ボス戦での動きは勿論のこと、攻略に向かう道中の動きもまた、層を重ねながら少しずつ最適化されて行ったのである。
そして74層にもなると、攻略組の面々が固定化され、初参加の人員がほとんどいないのもあって一連の作戦行動にも慣れたものだ。
新たな層の転移門がアクティベートされると、まずは三大ギルドがフィールドを探索して迷宮区へのルートを見つけ出す。迷宮区に続く道を守るフィールドボスが発見され次第、ヒントに繋がりそうなクエスト情報を根こそぎ洗い出して共有、大抵の場合翌日には討伐される。
そのまた翌日には迷宮区の探索が開始され、概ね2日でどこかのギルドがボス部屋を発見。偵察隊が戻ると同時に攻略会議を行い、翌日または翌々日にはボスを討伐。合計5~7日でその層はクリアとなる。
この間、最前線組はフィールド探索→クエスト攻略→迷宮区探索→ボス戦でずっと働き通しかと言うと、必ずしもそうではない。

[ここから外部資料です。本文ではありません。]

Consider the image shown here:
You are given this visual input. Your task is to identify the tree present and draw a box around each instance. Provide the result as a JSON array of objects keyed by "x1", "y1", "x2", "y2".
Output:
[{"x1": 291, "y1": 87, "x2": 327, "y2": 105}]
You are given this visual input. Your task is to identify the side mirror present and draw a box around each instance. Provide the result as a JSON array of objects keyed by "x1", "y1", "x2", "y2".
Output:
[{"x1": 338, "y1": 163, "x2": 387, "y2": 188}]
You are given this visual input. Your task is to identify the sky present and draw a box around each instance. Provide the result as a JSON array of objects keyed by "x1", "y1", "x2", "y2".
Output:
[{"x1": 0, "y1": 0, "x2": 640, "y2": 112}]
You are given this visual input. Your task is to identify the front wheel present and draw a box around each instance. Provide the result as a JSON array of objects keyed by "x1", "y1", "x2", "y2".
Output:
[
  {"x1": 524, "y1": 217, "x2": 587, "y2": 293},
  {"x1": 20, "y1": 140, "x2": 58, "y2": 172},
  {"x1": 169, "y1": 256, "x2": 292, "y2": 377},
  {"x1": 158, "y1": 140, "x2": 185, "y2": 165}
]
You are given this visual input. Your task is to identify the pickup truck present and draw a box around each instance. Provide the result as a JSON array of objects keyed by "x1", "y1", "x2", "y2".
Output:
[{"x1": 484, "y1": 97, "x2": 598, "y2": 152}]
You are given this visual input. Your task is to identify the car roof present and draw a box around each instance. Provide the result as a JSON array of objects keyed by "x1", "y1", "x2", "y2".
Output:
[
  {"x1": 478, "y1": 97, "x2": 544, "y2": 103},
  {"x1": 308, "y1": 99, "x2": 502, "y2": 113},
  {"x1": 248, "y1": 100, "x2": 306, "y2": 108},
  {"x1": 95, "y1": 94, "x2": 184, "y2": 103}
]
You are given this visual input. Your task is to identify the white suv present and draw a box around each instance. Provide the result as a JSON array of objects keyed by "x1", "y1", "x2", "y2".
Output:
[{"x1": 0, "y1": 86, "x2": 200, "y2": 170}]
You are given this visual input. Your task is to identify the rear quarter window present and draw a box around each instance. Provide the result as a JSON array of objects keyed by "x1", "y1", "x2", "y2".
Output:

最前線のクエストや戦闘と言えど、その難易度にある程度の誤差があるのを利用して、一部は各ギルドの控え人員も動員されているのだ。一軍の戦力は、未知の領域の探索やボス攻略に振り向けられ、空いた時間はレベリング作業となる。
この激務が数か月間続いているせいで攻略組はかなり疲弊しているが、それでも表立ってのペースダウンにはつながっていない。多少の死者は出たし、一部のメンバーが付き合っていられないと離脱したが、それでも総じて、攻略は順調に進んでいる――
――訳がない。
無理をして結果を生み出せば、必ずどこかに歪みが生じる。
例えば、睡眠不足で判断の鈍った上層部が、MTDが突然申し出た会議への参加者変更をあっさり受け入れるだとか。
戦力に余裕がないからと、攻略会議が行われる地点までの移動を各ギルドに丸投げし、確認を怠っているだとか。

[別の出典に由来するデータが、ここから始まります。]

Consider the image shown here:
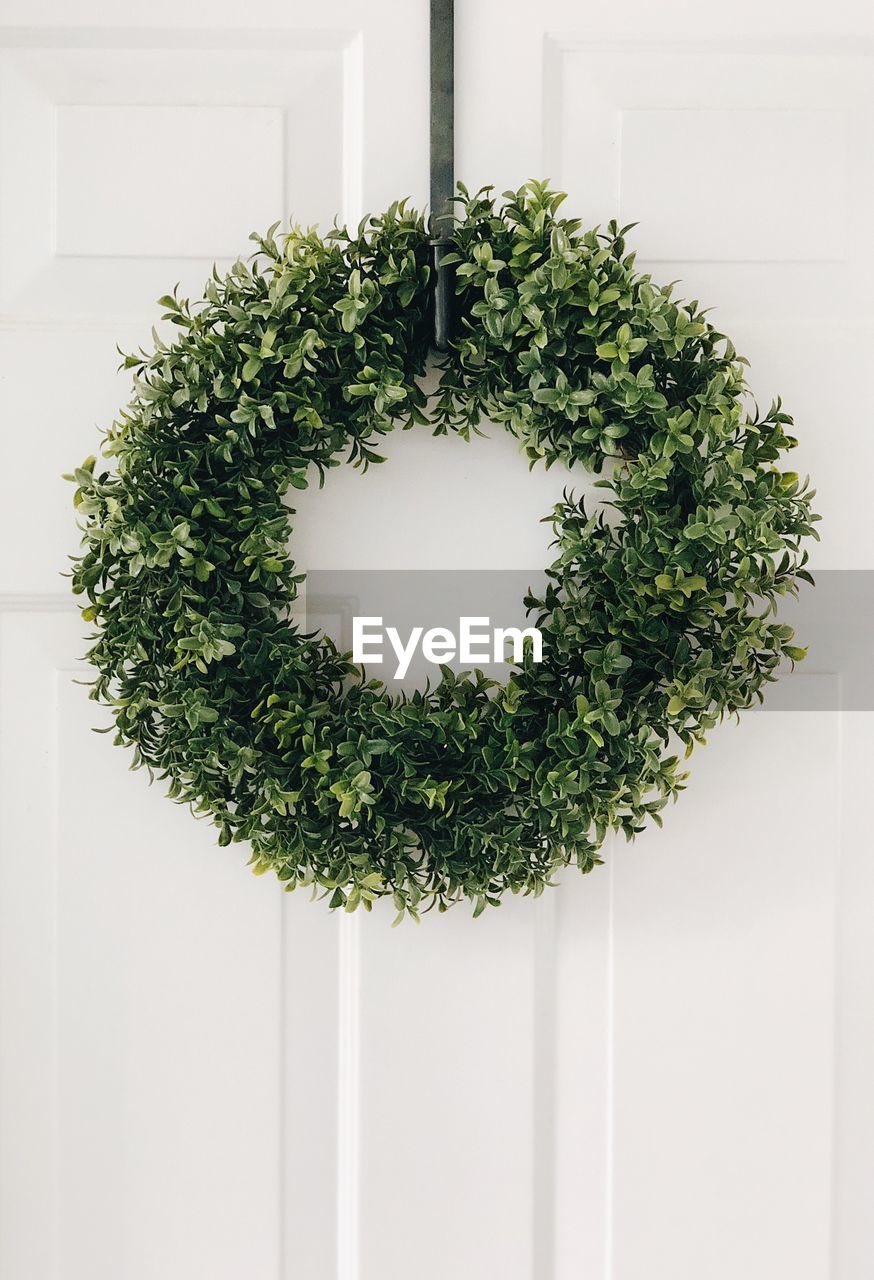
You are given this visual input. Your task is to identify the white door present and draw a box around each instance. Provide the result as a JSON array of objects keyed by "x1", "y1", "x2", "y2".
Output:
[{"x1": 0, "y1": 0, "x2": 874, "y2": 1280}]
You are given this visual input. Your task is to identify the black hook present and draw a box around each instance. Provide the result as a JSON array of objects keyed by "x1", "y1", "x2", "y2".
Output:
[{"x1": 430, "y1": 0, "x2": 456, "y2": 351}]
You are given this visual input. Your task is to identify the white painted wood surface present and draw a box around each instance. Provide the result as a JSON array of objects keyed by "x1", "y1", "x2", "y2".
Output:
[{"x1": 0, "y1": 0, "x2": 874, "y2": 1280}]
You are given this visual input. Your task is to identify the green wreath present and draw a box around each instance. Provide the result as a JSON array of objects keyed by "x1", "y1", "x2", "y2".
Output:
[{"x1": 73, "y1": 182, "x2": 818, "y2": 916}]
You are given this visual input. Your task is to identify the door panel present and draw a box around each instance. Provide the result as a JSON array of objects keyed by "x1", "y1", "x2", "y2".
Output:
[{"x1": 0, "y1": 0, "x2": 874, "y2": 1280}]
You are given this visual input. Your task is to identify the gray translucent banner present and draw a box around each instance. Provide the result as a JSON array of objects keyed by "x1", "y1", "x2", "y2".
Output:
[{"x1": 304, "y1": 570, "x2": 874, "y2": 712}]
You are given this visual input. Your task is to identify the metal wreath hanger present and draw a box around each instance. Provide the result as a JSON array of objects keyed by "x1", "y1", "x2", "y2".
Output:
[{"x1": 430, "y1": 0, "x2": 456, "y2": 351}]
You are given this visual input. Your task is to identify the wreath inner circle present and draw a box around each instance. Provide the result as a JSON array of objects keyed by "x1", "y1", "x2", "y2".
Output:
[{"x1": 73, "y1": 182, "x2": 816, "y2": 916}]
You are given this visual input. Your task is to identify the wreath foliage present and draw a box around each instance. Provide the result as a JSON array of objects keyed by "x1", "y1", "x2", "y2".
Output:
[{"x1": 73, "y1": 183, "x2": 818, "y2": 915}]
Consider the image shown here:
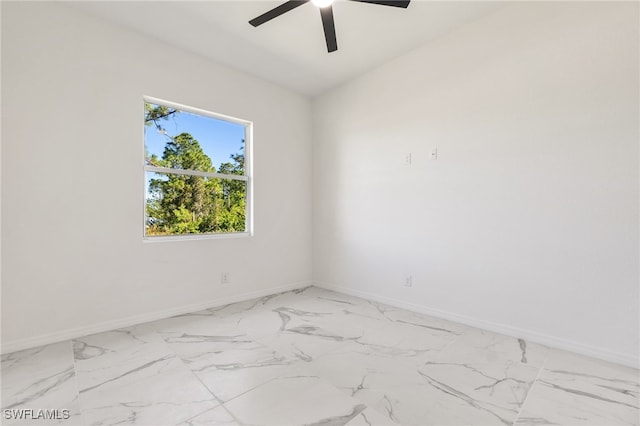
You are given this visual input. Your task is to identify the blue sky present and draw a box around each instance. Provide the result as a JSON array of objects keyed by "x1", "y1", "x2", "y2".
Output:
[{"x1": 144, "y1": 103, "x2": 245, "y2": 170}]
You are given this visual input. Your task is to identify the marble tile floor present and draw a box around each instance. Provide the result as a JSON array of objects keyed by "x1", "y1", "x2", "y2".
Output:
[{"x1": 2, "y1": 287, "x2": 640, "y2": 426}]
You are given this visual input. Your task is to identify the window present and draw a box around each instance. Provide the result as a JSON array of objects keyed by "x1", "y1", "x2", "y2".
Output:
[{"x1": 144, "y1": 98, "x2": 251, "y2": 238}]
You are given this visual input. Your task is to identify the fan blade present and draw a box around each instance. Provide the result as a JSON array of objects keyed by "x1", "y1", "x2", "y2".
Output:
[
  {"x1": 249, "y1": 0, "x2": 309, "y2": 27},
  {"x1": 351, "y1": 0, "x2": 411, "y2": 9},
  {"x1": 320, "y1": 5, "x2": 338, "y2": 53}
]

MTD内部の一軍メンバーが出払っていて、ギルドマスターであるシンカーが圏外をろくな護衛もなしに進む状況が産まれただとか。
少しの油断や、手抜きや、余裕の無さから来る工程の省略が、少しずつ積み重なって、大きなリスクとなって現出する。
果たして、そのツケはあまりにもピンポイントに訪れた。
人気のない雑木林を進むシンカーに、探知の外から何かが飛来する。
飛んできたスローイングピックを寸での所で躱すシンカー。続けざまに背後から繰り出された斬撃に対し、片手剣での防御を間に合わせた。
「ッ……! 何だ、君は!」
1秒ほどの鍔迫り合いの末、いつもの軍服――に見えるように外見が調整された革鎧のすぐそばを、弾かれたロングソードの切っ先が通り過ぎていく。

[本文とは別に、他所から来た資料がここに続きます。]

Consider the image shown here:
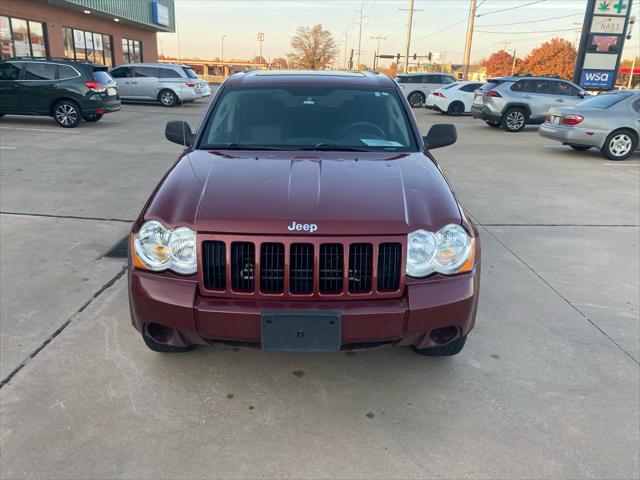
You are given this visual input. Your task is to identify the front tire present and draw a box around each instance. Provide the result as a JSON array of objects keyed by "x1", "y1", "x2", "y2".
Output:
[
  {"x1": 502, "y1": 107, "x2": 527, "y2": 133},
  {"x1": 602, "y1": 130, "x2": 638, "y2": 161},
  {"x1": 53, "y1": 100, "x2": 80, "y2": 128},
  {"x1": 447, "y1": 102, "x2": 464, "y2": 117},
  {"x1": 158, "y1": 90, "x2": 178, "y2": 107},
  {"x1": 407, "y1": 92, "x2": 427, "y2": 108},
  {"x1": 413, "y1": 335, "x2": 467, "y2": 357},
  {"x1": 84, "y1": 113, "x2": 104, "y2": 122},
  {"x1": 142, "y1": 335, "x2": 195, "y2": 353}
]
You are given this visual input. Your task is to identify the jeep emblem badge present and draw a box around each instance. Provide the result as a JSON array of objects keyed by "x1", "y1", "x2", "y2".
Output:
[{"x1": 287, "y1": 221, "x2": 318, "y2": 233}]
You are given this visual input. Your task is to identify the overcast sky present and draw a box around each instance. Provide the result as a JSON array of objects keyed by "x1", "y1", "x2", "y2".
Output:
[{"x1": 158, "y1": 0, "x2": 640, "y2": 66}]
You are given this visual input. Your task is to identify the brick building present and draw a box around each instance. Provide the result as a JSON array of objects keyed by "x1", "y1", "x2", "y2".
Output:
[{"x1": 0, "y1": 0, "x2": 175, "y2": 66}]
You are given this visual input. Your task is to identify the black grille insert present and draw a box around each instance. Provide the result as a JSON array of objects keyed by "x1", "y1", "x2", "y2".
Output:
[
  {"x1": 231, "y1": 242, "x2": 256, "y2": 292},
  {"x1": 289, "y1": 243, "x2": 313, "y2": 294},
  {"x1": 349, "y1": 243, "x2": 373, "y2": 293},
  {"x1": 260, "y1": 243, "x2": 284, "y2": 293},
  {"x1": 202, "y1": 242, "x2": 227, "y2": 290},
  {"x1": 378, "y1": 243, "x2": 402, "y2": 292},
  {"x1": 318, "y1": 243, "x2": 344, "y2": 293}
]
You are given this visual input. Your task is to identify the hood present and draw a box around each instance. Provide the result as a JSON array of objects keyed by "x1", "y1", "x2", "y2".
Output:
[{"x1": 144, "y1": 150, "x2": 461, "y2": 235}]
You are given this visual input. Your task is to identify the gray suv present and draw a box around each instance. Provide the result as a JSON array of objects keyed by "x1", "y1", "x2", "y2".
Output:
[
  {"x1": 471, "y1": 76, "x2": 588, "y2": 132},
  {"x1": 111, "y1": 63, "x2": 211, "y2": 107}
]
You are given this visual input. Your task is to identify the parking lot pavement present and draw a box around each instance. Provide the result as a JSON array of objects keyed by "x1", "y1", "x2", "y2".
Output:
[{"x1": 0, "y1": 104, "x2": 640, "y2": 479}]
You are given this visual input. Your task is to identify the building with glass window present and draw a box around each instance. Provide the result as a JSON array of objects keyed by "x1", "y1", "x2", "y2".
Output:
[{"x1": 0, "y1": 0, "x2": 175, "y2": 66}]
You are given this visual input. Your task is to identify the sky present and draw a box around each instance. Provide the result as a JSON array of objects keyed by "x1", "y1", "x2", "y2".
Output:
[{"x1": 158, "y1": 0, "x2": 640, "y2": 67}]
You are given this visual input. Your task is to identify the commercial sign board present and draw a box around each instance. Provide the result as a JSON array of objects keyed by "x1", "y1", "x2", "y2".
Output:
[
  {"x1": 151, "y1": 0, "x2": 171, "y2": 27},
  {"x1": 573, "y1": 0, "x2": 633, "y2": 90}
]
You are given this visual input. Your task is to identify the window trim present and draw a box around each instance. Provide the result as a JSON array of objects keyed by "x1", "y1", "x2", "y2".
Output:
[{"x1": 0, "y1": 14, "x2": 49, "y2": 60}]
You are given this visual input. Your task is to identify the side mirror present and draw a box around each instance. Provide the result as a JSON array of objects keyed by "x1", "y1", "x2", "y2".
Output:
[
  {"x1": 164, "y1": 120, "x2": 194, "y2": 147},
  {"x1": 422, "y1": 123, "x2": 458, "y2": 150}
]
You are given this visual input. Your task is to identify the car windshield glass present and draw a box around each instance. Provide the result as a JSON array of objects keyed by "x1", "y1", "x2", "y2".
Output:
[
  {"x1": 182, "y1": 67, "x2": 198, "y2": 78},
  {"x1": 200, "y1": 86, "x2": 418, "y2": 152},
  {"x1": 578, "y1": 92, "x2": 632, "y2": 108},
  {"x1": 93, "y1": 70, "x2": 113, "y2": 83}
]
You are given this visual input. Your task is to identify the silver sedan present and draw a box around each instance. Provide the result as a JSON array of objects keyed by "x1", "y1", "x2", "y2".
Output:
[{"x1": 539, "y1": 90, "x2": 640, "y2": 160}]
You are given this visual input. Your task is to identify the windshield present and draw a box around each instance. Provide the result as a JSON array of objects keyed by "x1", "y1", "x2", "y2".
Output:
[
  {"x1": 578, "y1": 92, "x2": 632, "y2": 108},
  {"x1": 182, "y1": 67, "x2": 198, "y2": 78},
  {"x1": 200, "y1": 86, "x2": 418, "y2": 152}
]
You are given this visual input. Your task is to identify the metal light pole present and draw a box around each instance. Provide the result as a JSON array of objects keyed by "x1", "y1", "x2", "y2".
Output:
[
  {"x1": 220, "y1": 35, "x2": 226, "y2": 77},
  {"x1": 462, "y1": 0, "x2": 476, "y2": 80}
]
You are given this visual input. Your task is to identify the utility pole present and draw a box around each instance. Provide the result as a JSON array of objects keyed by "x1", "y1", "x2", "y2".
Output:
[
  {"x1": 462, "y1": 0, "x2": 476, "y2": 80},
  {"x1": 371, "y1": 35, "x2": 387, "y2": 70},
  {"x1": 400, "y1": 0, "x2": 420, "y2": 73},
  {"x1": 356, "y1": 3, "x2": 364, "y2": 70}
]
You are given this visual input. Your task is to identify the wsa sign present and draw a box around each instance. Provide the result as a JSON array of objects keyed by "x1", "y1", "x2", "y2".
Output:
[{"x1": 580, "y1": 70, "x2": 616, "y2": 89}]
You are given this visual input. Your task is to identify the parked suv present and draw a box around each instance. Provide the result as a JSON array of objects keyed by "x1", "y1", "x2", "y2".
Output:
[
  {"x1": 111, "y1": 63, "x2": 211, "y2": 107},
  {"x1": 0, "y1": 57, "x2": 120, "y2": 128},
  {"x1": 396, "y1": 73, "x2": 456, "y2": 108},
  {"x1": 471, "y1": 76, "x2": 588, "y2": 132},
  {"x1": 128, "y1": 70, "x2": 480, "y2": 355}
]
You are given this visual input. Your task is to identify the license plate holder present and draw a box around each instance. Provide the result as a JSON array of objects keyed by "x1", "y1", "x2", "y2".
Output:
[{"x1": 261, "y1": 311, "x2": 342, "y2": 352}]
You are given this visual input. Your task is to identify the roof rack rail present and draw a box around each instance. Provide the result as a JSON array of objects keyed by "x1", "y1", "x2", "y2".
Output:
[{"x1": 8, "y1": 56, "x2": 94, "y2": 63}]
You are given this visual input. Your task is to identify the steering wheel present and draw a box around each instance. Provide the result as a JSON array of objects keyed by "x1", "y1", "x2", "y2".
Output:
[{"x1": 339, "y1": 121, "x2": 385, "y2": 138}]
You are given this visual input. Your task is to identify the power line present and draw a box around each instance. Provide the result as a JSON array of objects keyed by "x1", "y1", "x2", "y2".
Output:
[
  {"x1": 477, "y1": 0, "x2": 546, "y2": 17},
  {"x1": 476, "y1": 28, "x2": 580, "y2": 35},
  {"x1": 478, "y1": 13, "x2": 584, "y2": 28}
]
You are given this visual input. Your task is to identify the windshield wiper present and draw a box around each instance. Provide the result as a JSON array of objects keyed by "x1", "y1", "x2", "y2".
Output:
[
  {"x1": 205, "y1": 142, "x2": 287, "y2": 150},
  {"x1": 298, "y1": 142, "x2": 369, "y2": 152}
]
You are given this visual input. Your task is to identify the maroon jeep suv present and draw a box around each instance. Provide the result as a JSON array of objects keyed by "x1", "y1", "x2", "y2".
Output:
[{"x1": 128, "y1": 71, "x2": 480, "y2": 355}]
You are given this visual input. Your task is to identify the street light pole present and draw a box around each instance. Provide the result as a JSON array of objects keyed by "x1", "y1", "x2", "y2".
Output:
[{"x1": 220, "y1": 35, "x2": 226, "y2": 77}]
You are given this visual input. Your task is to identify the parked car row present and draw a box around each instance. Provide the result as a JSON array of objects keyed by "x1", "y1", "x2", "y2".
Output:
[
  {"x1": 418, "y1": 72, "x2": 640, "y2": 160},
  {"x1": 0, "y1": 57, "x2": 211, "y2": 128}
]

ほぼ同時に、申し訳程度についていた彼の護衛(ユリエールが別件の調査に出ているため、2軍から引き抜いて来た片手剣使いの男性プレイヤー)が倒れ込み、茂みから複数の人影が現れた。
「意外に、やるね」
油断なく、むしろ初撃より警戒を滲ませた声で語り掛けるのは、黒を基調としたピッタリした服装の上からマントを羽織るすらりとした女性。先ほどシンカーに斬りかかった人物だ。
暗く、美しい緑色の髪と整った顔立ちは、そこが死地であることを忘れさせるよう。しかしその人形のような無表情を前に、シンカーは言いようのないアンバランスさ、異様さを感じ取り気圧される。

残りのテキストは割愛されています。